Hi,
I am looking for ppo + lstm implementation.
Can someone please help to let me know of available working code in pytorch for ppo + lstm.
Thanks
Hi,
I am looking for ppo + lstm implementation.
Can someone please help to let me know of available working code in pytorch for ppo + lstm.
Thanks
Hi,
I am not sure if it’s too late to answer this but I came across this implementation for ppo with lstm : https://github.com/seungeunrho/minimalRL/blob/master/ppo-lstm.py
and the code is quite simple and easy to follow.
Hope it helps.
Hi @granth_jain
did you find a suitable implementation.
Unfortunately, the one proposed before is not really a good choice. It uses truncated bptt of sequence length 1. The CartPole environment is not a good environment to test if the recurrent policy is working even if you mask out the velocities of the agent’s observation space.

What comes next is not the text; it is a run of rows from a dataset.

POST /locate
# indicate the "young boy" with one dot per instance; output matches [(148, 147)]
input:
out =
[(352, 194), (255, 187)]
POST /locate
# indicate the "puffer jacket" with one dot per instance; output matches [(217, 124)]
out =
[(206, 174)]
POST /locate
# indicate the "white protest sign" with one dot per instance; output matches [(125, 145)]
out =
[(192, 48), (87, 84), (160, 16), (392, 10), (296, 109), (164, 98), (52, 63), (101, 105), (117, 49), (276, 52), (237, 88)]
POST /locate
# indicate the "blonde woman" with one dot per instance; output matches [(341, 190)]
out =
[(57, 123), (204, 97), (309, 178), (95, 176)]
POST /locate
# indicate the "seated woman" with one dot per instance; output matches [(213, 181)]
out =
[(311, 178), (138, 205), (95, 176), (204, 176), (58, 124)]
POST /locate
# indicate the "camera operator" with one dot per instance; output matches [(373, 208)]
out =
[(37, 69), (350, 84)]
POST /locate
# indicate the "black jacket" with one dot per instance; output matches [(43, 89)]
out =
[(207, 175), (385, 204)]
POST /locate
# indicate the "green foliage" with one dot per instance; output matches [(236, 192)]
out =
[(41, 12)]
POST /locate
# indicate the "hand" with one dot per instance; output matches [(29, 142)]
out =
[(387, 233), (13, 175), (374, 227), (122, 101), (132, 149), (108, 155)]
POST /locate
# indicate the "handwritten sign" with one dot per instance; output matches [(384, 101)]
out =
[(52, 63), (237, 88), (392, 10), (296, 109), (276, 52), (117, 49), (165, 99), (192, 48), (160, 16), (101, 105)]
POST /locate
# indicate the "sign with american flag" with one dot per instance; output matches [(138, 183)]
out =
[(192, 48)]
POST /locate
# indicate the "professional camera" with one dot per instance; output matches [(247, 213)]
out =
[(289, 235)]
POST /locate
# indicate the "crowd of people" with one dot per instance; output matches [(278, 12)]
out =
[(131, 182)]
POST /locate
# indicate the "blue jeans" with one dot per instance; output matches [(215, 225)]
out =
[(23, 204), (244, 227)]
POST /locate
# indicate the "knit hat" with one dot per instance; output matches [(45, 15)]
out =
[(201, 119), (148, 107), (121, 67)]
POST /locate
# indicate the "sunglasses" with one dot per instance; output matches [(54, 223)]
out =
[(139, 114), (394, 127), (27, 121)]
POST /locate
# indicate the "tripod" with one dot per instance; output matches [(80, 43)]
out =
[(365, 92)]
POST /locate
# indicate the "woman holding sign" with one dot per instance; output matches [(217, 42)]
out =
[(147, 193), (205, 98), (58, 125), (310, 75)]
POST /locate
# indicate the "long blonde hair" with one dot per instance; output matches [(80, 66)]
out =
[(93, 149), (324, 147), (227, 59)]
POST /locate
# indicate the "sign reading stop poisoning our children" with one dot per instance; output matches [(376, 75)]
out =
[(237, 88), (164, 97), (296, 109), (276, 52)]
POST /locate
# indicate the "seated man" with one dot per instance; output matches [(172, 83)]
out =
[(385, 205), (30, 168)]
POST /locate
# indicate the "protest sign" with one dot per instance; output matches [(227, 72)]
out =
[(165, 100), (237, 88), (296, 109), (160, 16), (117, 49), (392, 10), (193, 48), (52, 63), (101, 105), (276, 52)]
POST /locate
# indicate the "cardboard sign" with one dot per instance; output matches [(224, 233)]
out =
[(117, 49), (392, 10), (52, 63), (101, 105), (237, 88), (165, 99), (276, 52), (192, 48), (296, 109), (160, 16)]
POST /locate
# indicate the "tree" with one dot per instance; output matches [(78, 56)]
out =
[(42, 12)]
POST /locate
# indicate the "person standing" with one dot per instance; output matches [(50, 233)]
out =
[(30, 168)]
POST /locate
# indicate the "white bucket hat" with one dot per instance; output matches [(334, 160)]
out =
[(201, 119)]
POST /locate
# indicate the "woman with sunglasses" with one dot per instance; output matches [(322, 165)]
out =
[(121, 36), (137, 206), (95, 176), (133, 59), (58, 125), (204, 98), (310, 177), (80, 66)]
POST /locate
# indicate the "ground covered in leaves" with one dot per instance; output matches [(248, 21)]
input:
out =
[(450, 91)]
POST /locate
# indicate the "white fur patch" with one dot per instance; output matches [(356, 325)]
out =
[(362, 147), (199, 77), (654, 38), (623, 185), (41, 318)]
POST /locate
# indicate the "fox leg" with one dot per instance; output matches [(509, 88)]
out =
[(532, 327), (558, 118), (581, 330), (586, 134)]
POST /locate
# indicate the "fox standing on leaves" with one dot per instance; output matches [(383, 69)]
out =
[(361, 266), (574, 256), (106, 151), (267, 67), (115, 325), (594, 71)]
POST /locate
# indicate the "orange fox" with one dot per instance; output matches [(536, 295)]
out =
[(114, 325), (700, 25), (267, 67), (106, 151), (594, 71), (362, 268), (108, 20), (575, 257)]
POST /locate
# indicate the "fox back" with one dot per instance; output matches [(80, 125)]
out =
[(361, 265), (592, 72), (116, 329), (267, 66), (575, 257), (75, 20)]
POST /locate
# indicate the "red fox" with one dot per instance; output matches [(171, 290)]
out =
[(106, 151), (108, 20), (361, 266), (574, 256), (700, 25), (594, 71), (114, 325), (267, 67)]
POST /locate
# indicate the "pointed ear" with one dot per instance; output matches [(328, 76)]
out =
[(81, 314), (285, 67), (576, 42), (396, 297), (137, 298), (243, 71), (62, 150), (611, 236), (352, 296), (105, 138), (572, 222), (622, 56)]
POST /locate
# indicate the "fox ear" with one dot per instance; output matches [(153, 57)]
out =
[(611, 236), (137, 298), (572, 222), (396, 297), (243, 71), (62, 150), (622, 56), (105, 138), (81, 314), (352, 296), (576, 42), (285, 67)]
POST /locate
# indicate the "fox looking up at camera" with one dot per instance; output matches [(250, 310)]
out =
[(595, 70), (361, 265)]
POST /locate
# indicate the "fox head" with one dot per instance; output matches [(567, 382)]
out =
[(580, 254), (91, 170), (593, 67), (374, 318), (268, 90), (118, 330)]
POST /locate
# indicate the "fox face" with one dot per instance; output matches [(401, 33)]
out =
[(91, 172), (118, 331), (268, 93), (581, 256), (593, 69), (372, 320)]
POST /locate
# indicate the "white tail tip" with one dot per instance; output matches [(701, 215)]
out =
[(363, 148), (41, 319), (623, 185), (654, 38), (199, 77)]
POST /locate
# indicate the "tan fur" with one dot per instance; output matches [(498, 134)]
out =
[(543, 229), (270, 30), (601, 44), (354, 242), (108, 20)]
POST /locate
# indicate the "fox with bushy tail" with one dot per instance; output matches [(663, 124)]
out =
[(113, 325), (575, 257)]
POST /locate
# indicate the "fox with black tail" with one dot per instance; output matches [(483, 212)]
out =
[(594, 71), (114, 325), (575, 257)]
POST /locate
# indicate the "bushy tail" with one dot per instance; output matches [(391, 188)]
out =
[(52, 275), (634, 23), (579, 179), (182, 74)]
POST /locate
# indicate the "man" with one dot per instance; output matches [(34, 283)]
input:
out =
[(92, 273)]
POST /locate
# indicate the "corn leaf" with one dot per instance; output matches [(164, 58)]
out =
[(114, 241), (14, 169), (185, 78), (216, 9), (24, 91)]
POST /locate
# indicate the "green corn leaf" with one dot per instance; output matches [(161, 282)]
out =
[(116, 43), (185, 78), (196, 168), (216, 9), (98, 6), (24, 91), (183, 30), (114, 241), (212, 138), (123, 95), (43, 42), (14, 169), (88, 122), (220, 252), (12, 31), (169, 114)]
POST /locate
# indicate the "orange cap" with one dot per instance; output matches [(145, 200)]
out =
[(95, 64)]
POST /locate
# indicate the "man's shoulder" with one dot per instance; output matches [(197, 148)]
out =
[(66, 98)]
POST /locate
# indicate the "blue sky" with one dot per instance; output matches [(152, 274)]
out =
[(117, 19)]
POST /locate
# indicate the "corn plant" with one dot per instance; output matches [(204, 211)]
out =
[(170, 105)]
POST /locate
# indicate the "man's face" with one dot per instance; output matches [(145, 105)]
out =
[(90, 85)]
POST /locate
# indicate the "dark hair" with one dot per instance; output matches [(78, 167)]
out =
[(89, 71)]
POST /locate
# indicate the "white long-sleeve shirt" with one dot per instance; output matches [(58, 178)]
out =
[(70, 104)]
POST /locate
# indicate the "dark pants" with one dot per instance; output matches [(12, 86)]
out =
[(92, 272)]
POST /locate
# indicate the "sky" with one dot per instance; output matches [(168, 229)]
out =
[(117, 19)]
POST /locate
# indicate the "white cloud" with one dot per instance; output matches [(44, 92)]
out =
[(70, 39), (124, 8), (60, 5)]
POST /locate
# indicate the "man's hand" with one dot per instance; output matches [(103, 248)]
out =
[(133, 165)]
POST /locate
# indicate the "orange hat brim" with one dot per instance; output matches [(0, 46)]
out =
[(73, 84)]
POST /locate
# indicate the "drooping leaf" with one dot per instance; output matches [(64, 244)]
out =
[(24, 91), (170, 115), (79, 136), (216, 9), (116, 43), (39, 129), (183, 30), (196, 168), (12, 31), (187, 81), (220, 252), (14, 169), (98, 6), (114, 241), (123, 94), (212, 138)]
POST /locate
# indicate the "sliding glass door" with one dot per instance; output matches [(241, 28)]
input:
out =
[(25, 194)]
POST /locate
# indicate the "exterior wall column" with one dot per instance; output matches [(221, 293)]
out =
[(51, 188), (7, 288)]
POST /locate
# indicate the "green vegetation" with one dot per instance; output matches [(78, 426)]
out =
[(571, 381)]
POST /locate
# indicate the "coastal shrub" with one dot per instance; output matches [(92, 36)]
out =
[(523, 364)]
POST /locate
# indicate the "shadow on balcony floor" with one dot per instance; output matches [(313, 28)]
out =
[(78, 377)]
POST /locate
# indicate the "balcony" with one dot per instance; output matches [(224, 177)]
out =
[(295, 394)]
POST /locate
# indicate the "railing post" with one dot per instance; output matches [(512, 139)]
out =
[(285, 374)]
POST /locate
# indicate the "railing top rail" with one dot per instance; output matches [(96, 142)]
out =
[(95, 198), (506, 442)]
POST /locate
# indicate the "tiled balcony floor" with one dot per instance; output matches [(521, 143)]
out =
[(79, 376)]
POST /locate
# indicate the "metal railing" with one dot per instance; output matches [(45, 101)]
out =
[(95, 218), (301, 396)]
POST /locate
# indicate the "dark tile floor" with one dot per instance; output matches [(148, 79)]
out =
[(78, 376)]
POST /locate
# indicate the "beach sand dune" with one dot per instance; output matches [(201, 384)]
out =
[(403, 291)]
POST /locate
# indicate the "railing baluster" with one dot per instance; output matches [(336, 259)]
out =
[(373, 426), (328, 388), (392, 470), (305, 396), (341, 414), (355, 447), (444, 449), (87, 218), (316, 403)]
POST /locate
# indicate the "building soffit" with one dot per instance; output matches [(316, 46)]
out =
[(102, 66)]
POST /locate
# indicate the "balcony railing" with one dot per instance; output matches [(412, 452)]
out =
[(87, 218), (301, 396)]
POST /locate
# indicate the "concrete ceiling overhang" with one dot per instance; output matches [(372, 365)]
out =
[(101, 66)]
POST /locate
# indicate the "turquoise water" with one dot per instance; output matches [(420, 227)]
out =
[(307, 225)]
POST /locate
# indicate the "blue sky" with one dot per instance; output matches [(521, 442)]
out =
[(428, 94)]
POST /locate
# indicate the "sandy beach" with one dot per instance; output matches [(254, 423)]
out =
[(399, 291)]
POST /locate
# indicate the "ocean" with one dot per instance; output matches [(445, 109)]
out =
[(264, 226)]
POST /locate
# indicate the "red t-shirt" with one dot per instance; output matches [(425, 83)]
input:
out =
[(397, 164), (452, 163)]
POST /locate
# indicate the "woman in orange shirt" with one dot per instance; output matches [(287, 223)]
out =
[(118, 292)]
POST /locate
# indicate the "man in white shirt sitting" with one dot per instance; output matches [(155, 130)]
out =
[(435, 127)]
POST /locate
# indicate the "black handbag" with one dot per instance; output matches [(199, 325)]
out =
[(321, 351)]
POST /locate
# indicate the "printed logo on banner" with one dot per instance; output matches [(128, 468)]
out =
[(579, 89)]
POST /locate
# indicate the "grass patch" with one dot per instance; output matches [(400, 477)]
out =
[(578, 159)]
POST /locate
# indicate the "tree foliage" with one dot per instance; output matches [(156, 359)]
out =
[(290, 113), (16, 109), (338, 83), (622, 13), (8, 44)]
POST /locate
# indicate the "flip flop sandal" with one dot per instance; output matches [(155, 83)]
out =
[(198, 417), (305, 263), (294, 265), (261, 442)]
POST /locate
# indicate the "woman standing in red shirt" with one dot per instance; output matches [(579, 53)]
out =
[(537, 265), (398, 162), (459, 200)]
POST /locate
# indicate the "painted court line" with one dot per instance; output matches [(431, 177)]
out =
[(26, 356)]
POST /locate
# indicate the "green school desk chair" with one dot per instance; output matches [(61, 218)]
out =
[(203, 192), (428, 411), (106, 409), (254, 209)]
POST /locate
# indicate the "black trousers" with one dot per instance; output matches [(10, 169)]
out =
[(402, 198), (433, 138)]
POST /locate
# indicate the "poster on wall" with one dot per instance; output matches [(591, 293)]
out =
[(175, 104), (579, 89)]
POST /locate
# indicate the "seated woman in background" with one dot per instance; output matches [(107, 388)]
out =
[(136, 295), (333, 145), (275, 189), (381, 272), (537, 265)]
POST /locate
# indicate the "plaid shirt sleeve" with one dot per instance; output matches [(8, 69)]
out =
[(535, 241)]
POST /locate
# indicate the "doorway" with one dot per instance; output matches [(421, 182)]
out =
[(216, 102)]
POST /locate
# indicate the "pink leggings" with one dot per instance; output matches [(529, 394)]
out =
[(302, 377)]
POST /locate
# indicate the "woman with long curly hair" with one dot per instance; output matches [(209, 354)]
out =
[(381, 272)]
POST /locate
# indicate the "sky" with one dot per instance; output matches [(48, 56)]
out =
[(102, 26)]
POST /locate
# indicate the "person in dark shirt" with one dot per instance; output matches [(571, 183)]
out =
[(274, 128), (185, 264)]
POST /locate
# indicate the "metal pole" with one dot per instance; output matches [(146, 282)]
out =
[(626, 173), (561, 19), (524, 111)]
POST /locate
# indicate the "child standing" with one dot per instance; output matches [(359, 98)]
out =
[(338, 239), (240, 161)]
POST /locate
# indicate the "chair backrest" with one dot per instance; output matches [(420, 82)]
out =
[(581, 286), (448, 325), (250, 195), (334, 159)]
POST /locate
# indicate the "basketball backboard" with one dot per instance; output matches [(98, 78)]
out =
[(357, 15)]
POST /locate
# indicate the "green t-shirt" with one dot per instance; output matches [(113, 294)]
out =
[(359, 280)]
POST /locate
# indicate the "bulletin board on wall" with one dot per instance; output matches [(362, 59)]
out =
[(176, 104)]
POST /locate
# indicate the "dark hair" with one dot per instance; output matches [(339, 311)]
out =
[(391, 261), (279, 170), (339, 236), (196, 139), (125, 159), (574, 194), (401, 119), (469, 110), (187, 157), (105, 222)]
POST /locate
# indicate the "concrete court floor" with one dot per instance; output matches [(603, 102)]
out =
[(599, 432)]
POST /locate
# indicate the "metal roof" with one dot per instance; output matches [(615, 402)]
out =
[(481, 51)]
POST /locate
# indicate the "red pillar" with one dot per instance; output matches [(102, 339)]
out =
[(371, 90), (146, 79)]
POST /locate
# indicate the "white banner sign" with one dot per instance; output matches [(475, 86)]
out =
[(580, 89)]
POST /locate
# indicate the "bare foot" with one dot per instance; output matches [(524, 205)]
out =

Not exactly the wanted solution but a working (not another cartPole project) LSTM implementation. When you increase the sequence_length we feed the model and provide a more complex rewarding in the step function you can test how the model learns to remember sequences and relations in the past: GitHub - svenkroll/simple_RL-LSTM: A simple demonstration of how to train an LSTM model with Reinforcement Learning using PyTorch
Clean baseline repositories
PPO + LSTM (or GRU)
https://github.com/MarcoMeter/recurrent-ppo-truncated-bptt
PPO + Transformer-XL
https://github.com/MarcoMeter/episodic-transformer-memory-ppo
This is entirely supported in torchrl.
Here’s an example with DQN
I know some folks have open source code with PPO and LSTM/GRU
You will find real-life examples in this repo for instance: GitHub - Acellera/acegen-open: Language models for drug discovery using torchrl
Happy to provide more context if needed!